Sistema colapsado: médicos mendocinos cobran el 7% del valor real de una prestación

En Mendoza, profesionales de la salud denuncian una profunda crisis en los honorarios y condiciones laborales. Advierten que la situación amenaza la calidad de la atención médica.

Los profesionales de la salud en Mendoza atraviesan una situación crítica: por cada prestación médica, en muchos casos reciben apenas una fracción del valor que correspondería según los aranceles éticos. En algunas especialidades, los montos percibidos llegan a representar solo el 7% del valor real del servicio.

El reclamo no es nuevo, pero se profundiza en un contexto donde las obras sociales y prepagas imponen aranceles bajos, demoran los pagos y excluyen a los médicos de cualquier negociación. La estructura actual ubica a los profesionales como el último eslabón de la cadena, obligados a aceptar condiciones impuestas sin participación ni previsibilidad.

prepagas

Un ejemplo reciente expone la magnitud de la distorsión: un médico especialista en cardiología, que atendió pacientes en abril, recibió el pago recién en julio. Por una consulta le abonaron poco más de $5.000, y por un electrocardiograma, menos de $1.500. Según los valores éticos establecidos por asociaciones médicas, esos servicios deberían pagarse $28.500 y $20.000, respectivamente.

Este tipo de liquidaciones no representa una excepción, sino una práctica habitual en el sistema, donde los valores los fijan intermediarios —como clínicas o entidades prestadoras— sin intervención del profesional que brinda la atención.

Consecuencias para médicos y pacientes

La brecha entre lo que se cobra y lo que realmente cuesta prestar un servicio de salud no solo afecta la economía de los médicos, sino que compromete el funcionamiento del sistema en su conjunto.

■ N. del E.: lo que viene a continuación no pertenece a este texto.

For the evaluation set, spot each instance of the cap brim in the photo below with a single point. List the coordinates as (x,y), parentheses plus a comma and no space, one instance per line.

Las condiciones laborales deterioradas, el pluriempleo forzado y la sobrecarga de tareas son síntomas de una estructura que deja poco margen para garantizar atención de calidad.

medicos

El impacto también se refleja en la falta de profesionales, especialmente en especialidades clave, y en las demoras para obtener turnos o realizar estudios médicos. Mientras tanto, el paciente muchas veces desconoce que gran parte de lo que paga no llega a manos del profesional que lo atiende.

Un sistema que no cierra

Pese a que el gasto en salud en Argentina representa entre el 8% y 10% del PBI, solo el 15% de ese total se destina a honorarios médicos, según estimaciones del sector. La pregunta inevitable es qué ocurre con el resto de los fondos.

Desde las asociaciones médicas reclaman una reforma estructural que garantice honorarios dignos, pagos en tiempo y forma, y actualización mensual de los aranceles. Consideran que sin condiciones justas para quienes sostienen el sistema, no es posible garantizar el derecho a la salud.